I have my confirmation-of-status viva tomorrow. This is the Faculty’s final DPhil hurdle before, you know, actual thesis submission, and in stark contrast to the dreaded transfer of status, we’ve all been a bit… underinformed. I’m currently not nearly as scared as I was before transfer (though that particular maelstrom of terror set the bar high), although there are, of course, hours yet. I know a lot of first-year DPhil students are working towards the transition from PRS to DPhil, and remember (all too clearly) the combination of misinformation and panic which ensued. I wrote about it here, in 2011. My clearest memories are still 1) the total panic that my interviewer’s chair (an ex-theatrical prop, papier-mache) was going to dissolve beneath my rain-sodden state, and 2) being told by my supervisor that my interviewers had told me during the viva that I’d passed – something, conversely, that I don’t remember at all.
I just hope tomorrow goes well. I don’t mind being rained on, if it does.
The thesis itself seems to be going reasonably well – I’ve got a better overview of the project, now I’m revisiting all the chapters and redrafting more than one at a time. I do really like my research, and part of me is incredibly sad that this project ever has to end. Not so sad that I want to finish late or have the ending go anything but smoothly and swiftly – and I do know exactly what project(s) I want to do next. Apart from dreadful skirmishes with bits of rewriting, I know I’m lucky not to be in what the Thesis Whisperer calls The Valley of Shit. The hubris-obsessed part of me is very aware it could still strike as submission approaches. Basically: I’m still here, there’s another hurdle to jump, I’m still writing, and I have mixed feelings about being so close to the end. Not that I particularly want to do transfer again, of course… anyway, confirmation’s tomorrow. Wish me luck?
Any DPhil/PhD types reading this – how did your confirmation viva differ from your transfer/upgrade? Do you have any tips?

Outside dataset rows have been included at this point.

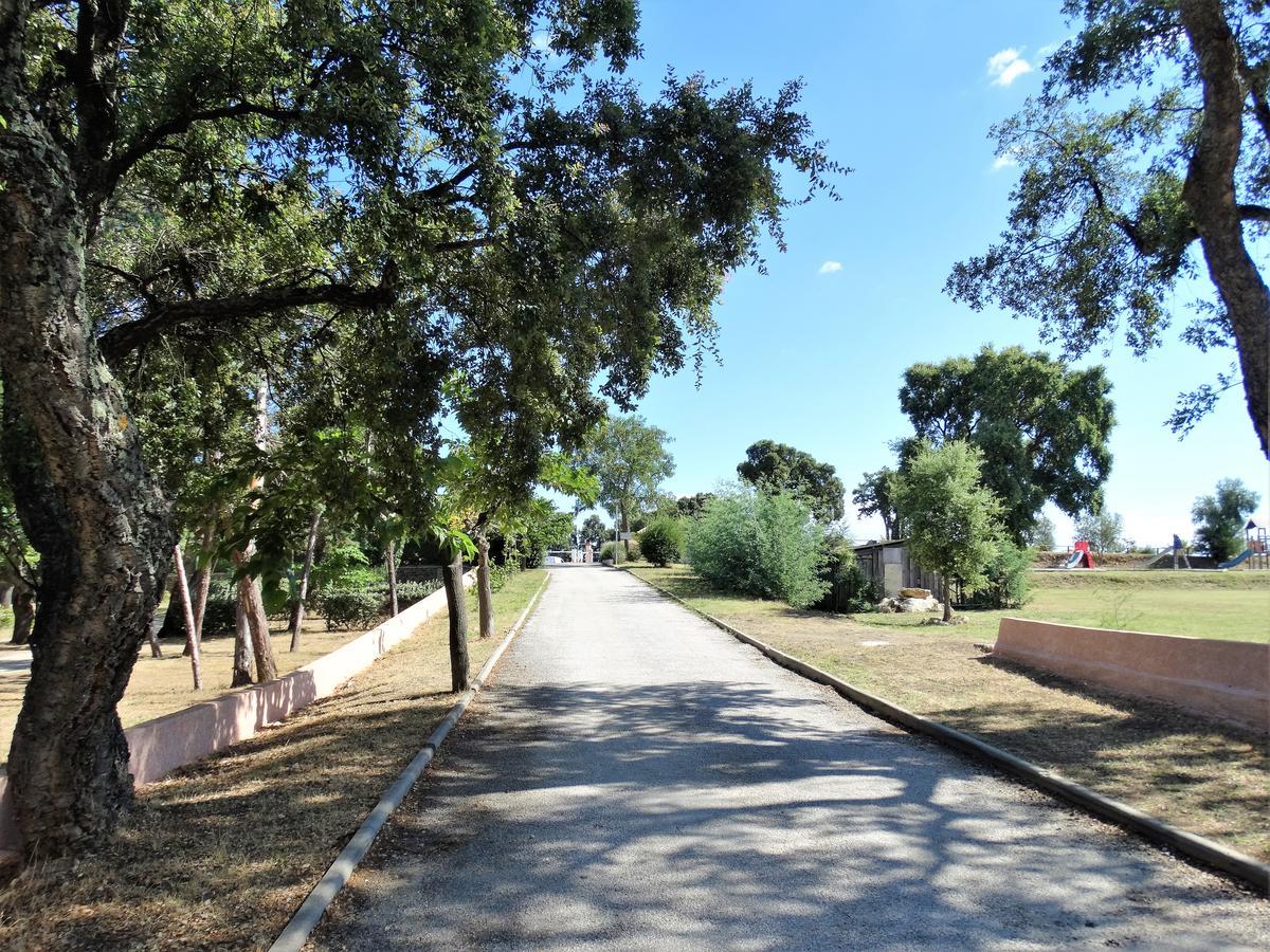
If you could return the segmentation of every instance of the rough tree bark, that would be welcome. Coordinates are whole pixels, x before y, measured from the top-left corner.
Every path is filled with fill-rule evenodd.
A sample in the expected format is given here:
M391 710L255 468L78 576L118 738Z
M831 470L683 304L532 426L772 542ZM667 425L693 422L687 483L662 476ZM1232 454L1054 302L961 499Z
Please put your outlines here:
M246 621L248 609L243 604L243 589L239 588L237 607L234 612L234 673L230 687L241 688L253 680L251 677L251 626Z
M452 691L470 684L467 661L467 592L464 589L464 556L456 552L442 570L446 605L450 609L450 683Z
M489 581L489 538L479 533L476 542L476 602L480 614L480 637L494 633L494 589Z
M309 539L305 542L305 570L300 574L300 590L296 603L291 605L291 650L300 650L300 630L305 623L305 599L309 598L309 576L314 569L314 552L318 551L318 529L321 526L321 509L314 509L309 523Z
M18 585L13 593L13 645L25 645L30 641L30 630L36 623L36 592L25 585Z
M1243 241L1234 183L1248 90L1240 79L1240 50L1220 0L1182 0L1179 13L1204 86L1203 119L1182 199L1231 319L1248 415L1261 452L1270 456L1270 291Z
M394 617L398 613L396 604L396 546L389 539L389 545L384 550L385 561L389 564L389 617Z

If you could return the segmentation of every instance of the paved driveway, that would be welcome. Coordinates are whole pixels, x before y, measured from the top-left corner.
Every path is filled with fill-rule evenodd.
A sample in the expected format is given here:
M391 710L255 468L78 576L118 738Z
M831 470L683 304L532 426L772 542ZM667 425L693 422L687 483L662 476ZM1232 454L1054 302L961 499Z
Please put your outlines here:
M321 948L1264 947L1267 904L624 572L542 604Z

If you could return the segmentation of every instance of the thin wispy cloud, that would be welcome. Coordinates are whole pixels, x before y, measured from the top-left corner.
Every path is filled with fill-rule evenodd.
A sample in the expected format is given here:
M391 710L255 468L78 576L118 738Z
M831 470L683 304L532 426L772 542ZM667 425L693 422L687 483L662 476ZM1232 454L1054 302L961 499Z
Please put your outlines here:
M1031 72L1031 63L1013 47L988 57L988 79L994 86L1008 86L1020 76Z

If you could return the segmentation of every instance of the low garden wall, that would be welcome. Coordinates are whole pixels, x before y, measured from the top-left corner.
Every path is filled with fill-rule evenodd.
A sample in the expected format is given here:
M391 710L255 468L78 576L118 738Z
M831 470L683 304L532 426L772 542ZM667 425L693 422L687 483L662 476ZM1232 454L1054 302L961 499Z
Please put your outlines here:
M475 579L475 572L467 572L464 585L470 588ZM137 784L152 783L178 767L246 740L262 727L334 693L354 674L370 668L380 655L408 638L423 622L446 611L444 589L433 592L377 628L276 680L128 727L123 734L128 739L128 765L133 781ZM0 776L0 849L18 849L20 845L13 820L9 778Z
M1270 645L1002 618L992 654L1270 734Z

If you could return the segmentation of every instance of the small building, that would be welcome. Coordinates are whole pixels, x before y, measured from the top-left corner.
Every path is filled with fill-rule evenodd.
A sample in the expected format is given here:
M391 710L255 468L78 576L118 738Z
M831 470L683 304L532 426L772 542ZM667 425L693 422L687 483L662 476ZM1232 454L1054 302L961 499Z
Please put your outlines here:
M944 600L944 580L912 560L906 539L866 542L855 546L855 552L861 571L881 588L886 598L895 598L900 589L930 589L935 598Z

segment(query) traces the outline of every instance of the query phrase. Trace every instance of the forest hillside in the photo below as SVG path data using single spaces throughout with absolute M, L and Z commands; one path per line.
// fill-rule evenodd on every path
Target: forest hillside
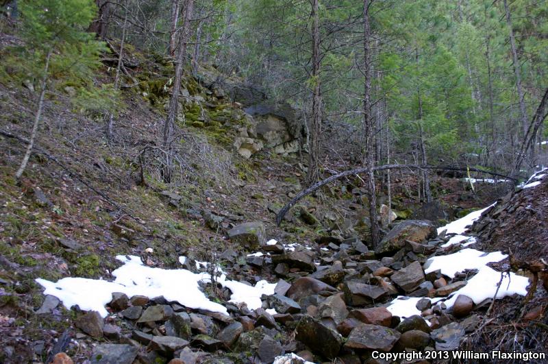
M 547 21 L 0 0 L 0 362 L 545 363 Z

Well, my transfer viva was traumatic beyond belief the first time and nonexistent the second time, so it’s not a great basis for comparison. My confirmation viva, in contrast, was perfectly fine. They told me as I was walking in that I was going to pass, and the rest of the hour consisted of them asking me about specific things, most of which were minor. They did bring up one structural aspect of the thesis (splitting a chapter) that I wish I’d changed at that point rather than waiting until I was revising for the book, but aside from that, I made all the changes they asked and passed my final viva with only minor revisions.
LikeLike
K! When you say non-existent, did it literally not happen? I’m sorry about transfer, in general.
I wonder if they’re going to ask me about splitting the final chapter – I think it would be more likely if I’d submitted part of the final chapter. How long was it between your confirmation and your final viva? This is all very helpful, by the way.
LikeLike
You are a natural radio personality, Sophie. Brilliant job with Sybil and Andy — such effortless charm and eloquence!
LikeLike
Thanks, that’s very kind! Glad you enjoyed it.